On the other hand, the COMELEC contends that under Art. IX-A, §7 of the Constitution, its decisions, orders, or resolutions may be reviewed by this Court only by certiorari.  The flaws in this argument is that it assumes that its Resolution 3636, dated March 1, 2001 is a “decision, order, or resolution” within the meaning of Art. IX-A, §7.  Indeed, counsel for COMELEC maintains that Resolution 3636 was “rendered” by the Commission.  However, the Resolution does not purport to adjudicate the right of any party.  It is not an exercise by the COMELEC of its adjudicatory power to settle the claims of parties.  To the contrary, Resolution 3636 clearly states that it is promulgated to implement the provisions of R.A. No. 9006.  Hence, there is no basis for the COMELEC’s claim that this petition for prohibition is inappropriate.  Prohibition has been found appropriate for testing the constitutionality of various election laws, rules, and regulations.[19]

WHEREFORE, the petition for prohibition is GRANTED and §5.4 of R.A. No. 9006 and §24(h) of COMELEC Resolution 3636, dated March 1, 2001, are declared unconstitutional.

SO ORDERED.

Davide, Jr., C.J., Vitug, and Gonzaga-Reyes, JJ., concur.

Bellosillo, Pardo, Ynares-Santiago, and Sandoval-Gutierrez, JJ., join the dissent of J. Kapunan.

Melo, Puno, and Panganiban, JJ., see concurring opinion.

Kapunan, J., see dissenting opinion.

Quisumbing, Buena, and De Leon, Jr., JJ., on leave.



[1] 207 SCRA 1 (1992).

[2] Ayer Productions Pty. Ltd. v. Capulong, 160 SCRA 861, 873 (1988).

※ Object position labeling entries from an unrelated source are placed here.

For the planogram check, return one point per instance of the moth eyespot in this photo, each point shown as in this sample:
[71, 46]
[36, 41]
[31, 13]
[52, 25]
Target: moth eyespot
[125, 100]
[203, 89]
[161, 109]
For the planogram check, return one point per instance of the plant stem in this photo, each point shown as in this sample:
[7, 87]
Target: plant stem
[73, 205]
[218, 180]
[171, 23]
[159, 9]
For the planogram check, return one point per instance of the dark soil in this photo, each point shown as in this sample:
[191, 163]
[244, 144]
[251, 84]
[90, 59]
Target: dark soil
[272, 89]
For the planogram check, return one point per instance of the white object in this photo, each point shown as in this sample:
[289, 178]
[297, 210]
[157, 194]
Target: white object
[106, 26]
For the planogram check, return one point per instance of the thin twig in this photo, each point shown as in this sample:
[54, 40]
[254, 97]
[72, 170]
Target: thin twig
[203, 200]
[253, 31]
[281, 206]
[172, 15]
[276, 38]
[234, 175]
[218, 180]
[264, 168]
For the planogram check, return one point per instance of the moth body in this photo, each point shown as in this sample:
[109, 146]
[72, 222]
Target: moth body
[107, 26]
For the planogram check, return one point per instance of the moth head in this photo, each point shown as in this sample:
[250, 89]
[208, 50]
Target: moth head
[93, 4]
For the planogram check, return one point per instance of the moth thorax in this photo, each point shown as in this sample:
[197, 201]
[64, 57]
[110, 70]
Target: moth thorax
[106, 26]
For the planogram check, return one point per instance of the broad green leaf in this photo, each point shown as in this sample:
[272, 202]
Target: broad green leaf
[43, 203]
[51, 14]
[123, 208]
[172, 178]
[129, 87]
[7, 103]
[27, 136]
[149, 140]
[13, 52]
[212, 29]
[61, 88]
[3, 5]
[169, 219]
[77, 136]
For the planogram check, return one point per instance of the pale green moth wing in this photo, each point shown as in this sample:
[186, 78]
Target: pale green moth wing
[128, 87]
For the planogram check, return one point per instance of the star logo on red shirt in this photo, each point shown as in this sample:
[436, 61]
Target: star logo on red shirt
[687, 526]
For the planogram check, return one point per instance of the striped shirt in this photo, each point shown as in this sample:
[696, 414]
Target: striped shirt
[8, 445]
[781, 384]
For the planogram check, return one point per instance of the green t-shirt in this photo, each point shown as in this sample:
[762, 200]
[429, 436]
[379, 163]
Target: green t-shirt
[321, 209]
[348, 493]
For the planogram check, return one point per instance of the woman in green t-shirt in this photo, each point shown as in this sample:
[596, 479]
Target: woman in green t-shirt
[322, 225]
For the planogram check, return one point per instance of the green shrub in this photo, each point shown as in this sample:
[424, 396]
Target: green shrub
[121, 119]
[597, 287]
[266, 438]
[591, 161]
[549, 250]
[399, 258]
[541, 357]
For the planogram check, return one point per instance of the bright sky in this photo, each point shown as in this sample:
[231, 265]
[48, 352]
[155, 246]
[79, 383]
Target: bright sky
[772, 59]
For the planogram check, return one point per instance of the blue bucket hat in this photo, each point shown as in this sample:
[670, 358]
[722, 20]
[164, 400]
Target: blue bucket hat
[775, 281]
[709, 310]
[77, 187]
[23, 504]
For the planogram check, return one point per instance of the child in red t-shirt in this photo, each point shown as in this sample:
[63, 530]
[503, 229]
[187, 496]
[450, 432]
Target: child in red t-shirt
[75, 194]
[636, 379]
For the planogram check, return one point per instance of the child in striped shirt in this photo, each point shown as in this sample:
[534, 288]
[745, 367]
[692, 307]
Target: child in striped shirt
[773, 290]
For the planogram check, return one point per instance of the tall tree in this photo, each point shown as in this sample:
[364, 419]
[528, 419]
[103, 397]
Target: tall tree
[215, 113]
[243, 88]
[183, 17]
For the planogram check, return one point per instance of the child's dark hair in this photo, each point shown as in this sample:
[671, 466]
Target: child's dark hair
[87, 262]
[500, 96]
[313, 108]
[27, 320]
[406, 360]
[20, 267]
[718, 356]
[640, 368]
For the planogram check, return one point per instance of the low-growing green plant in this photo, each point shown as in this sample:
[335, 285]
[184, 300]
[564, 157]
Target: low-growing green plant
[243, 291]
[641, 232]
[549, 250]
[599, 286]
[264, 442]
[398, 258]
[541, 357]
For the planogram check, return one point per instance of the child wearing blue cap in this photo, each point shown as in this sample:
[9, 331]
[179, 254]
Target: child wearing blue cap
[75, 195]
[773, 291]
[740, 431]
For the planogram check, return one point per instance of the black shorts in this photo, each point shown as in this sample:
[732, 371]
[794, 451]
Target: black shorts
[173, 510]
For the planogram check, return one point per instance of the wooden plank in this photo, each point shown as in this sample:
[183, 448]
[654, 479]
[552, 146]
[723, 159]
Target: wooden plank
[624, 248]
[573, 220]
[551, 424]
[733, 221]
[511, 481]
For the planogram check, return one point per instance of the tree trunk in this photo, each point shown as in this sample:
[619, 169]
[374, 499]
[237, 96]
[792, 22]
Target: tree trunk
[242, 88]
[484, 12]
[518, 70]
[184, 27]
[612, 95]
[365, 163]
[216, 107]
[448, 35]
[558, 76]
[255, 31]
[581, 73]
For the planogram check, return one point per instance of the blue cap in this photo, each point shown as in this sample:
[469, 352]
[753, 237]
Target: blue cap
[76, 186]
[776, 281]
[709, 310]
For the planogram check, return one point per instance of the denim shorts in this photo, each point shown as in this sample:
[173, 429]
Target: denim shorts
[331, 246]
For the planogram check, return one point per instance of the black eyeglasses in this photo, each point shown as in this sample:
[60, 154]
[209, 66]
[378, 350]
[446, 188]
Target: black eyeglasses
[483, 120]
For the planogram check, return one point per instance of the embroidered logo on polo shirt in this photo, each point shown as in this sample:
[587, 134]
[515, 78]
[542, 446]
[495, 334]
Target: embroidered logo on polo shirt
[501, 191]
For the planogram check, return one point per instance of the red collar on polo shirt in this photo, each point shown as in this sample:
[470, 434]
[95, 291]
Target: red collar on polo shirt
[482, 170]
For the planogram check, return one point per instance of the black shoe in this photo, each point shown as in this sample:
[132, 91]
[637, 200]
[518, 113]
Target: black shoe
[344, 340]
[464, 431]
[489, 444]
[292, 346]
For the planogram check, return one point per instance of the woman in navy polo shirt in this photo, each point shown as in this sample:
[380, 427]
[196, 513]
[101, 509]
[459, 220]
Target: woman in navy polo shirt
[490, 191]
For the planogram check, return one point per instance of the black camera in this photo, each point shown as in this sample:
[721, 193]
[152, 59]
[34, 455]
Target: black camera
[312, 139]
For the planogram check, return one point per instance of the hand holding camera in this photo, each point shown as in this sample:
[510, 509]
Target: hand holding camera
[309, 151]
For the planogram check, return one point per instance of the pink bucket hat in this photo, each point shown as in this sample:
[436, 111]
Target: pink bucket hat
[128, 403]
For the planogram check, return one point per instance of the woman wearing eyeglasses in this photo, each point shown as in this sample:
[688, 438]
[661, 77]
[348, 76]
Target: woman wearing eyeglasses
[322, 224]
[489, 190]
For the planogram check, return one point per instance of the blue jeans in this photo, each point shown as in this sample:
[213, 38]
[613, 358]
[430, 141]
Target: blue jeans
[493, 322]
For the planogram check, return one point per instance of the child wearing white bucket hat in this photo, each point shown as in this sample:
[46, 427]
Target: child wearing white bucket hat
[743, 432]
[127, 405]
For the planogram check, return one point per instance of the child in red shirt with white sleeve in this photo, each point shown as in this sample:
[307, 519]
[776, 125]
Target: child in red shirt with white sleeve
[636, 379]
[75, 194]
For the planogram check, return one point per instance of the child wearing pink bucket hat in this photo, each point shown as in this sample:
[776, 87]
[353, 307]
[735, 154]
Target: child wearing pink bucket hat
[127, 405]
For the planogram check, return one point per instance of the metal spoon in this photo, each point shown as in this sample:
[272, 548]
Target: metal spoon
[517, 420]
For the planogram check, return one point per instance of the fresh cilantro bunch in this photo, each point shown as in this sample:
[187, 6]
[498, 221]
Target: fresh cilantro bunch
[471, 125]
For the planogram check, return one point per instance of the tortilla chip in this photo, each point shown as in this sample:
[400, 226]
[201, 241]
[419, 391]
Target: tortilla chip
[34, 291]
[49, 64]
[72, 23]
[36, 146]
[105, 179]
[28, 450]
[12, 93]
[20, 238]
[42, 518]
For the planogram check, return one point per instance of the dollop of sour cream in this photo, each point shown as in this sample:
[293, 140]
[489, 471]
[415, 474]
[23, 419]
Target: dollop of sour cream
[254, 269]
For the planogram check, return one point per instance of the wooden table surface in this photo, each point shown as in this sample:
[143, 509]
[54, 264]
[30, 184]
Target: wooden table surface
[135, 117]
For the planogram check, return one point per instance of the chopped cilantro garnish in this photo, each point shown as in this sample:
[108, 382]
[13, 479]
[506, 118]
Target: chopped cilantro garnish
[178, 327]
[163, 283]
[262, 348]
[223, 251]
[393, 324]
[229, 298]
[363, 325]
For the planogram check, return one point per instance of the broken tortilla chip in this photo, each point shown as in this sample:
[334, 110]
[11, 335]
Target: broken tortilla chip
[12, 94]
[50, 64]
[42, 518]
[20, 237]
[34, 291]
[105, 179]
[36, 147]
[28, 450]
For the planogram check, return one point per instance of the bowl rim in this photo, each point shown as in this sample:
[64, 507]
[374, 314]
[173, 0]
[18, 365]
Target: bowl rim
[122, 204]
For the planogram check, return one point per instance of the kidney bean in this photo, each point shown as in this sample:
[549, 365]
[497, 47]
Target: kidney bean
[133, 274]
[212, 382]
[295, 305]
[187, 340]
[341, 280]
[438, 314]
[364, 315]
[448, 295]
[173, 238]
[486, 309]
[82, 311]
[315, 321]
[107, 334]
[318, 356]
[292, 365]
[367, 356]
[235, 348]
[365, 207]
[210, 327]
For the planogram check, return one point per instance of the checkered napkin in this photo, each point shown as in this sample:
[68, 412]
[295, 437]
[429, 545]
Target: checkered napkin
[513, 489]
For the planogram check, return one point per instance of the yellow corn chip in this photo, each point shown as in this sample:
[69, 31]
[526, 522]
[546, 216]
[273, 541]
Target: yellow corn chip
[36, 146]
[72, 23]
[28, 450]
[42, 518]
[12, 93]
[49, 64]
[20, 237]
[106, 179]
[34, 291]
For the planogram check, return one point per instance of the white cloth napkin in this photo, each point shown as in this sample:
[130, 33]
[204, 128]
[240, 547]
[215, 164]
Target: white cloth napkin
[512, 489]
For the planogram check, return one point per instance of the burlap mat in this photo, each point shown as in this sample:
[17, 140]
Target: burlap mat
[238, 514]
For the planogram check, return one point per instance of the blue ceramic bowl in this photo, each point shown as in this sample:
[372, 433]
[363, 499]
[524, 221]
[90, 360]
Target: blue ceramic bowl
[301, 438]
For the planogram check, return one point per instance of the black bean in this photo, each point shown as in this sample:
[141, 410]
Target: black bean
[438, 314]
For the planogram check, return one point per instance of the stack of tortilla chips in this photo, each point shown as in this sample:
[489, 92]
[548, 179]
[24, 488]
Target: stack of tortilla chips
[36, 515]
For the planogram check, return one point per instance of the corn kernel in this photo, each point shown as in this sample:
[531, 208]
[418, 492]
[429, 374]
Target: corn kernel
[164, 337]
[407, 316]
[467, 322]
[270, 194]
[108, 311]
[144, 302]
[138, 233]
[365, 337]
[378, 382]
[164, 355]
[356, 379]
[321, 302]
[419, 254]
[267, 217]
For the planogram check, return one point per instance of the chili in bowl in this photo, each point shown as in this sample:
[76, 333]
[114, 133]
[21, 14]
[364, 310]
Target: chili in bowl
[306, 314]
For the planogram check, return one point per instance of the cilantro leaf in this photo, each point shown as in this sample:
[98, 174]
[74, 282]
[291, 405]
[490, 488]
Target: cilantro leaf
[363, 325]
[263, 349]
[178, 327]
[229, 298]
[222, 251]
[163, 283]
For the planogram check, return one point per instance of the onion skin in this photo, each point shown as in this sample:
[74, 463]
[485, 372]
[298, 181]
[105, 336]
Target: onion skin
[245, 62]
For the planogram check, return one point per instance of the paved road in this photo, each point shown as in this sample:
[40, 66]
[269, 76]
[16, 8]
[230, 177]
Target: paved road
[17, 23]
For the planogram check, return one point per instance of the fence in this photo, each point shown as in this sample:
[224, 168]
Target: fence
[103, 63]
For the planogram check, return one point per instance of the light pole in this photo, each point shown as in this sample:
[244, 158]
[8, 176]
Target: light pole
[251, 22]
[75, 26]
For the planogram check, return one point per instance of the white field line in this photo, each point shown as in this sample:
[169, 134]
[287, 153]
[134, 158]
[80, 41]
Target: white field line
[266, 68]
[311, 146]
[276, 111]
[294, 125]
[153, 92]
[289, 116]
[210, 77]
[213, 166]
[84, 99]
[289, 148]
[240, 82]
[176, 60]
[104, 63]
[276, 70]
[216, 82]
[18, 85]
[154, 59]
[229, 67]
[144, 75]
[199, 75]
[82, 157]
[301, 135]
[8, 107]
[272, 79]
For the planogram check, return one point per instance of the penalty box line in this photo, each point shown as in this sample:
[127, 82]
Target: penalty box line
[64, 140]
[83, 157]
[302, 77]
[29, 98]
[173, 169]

[3] New York Times v. United States, 403 U.S. 713,  714, 29 L.Ed. 2d 822, 824 (1971).

[4] National Press Club v. COMELEC, 207 SCRA 1 (1992); Osmeña v. COMELEC, 288 SCRA 447 (1998).

[5] National Press Club v. COMELEC, supra at 9.

[6] 288 SCRA 447 (1998).

[7] 27 SCRA 835, 888 (1969)  (Castro, J., concurring and dissenting).

[8] 391 U.S. 367, 377,  20 L.Ed.2d 672, 680 (1968) (bracketed numbers added).

[9] G. Gunther & K. Sullivan, Constitutional Law 1217 (13th ed. 1997).

[10] Adiong v. COMELEC, 207 SCRA 712 (1992); Osmeña v. COMELEC, supra.

[11] Police Dept. v. Moshley, 408 U.S. 92, 95, 33 L.Ed.2d 212, 216 (1972).

[12] 315 U.S. 568, 571-572, 86 L.Ed. 1031, 1035 (1942). See John Hart Ely, Flag Desecration: A Case Study in the Roles of Categorization and Balancing in First Amendment Analysis, 88 Harv. L. Rev. 1482, 1497 (1975).

[13] 283 U.S. 697, 715-16, 75 L.Ed. 1357, 1367  (1931); See also New York Times v. United States, 403 U.S. 7-13, 29 L.Ed.2d 822 (1971).

[14] Supra.

[15] Supra.

[16] Art. IX-C, §4.

[17] Bk. V, Tit. I, Subtit. C, Ch. 1, §3 (1) (emphasis added).

[18] Schneider v. Irvington, 308 U.S. 147, 161, 84 L.Ed. 155 (1939).

[19] See, e.g., Mutuc v. COMELEC, 36 SCRA 228 (1970); Gonzales v. COMELEC, 27 SCRA 835 (1969).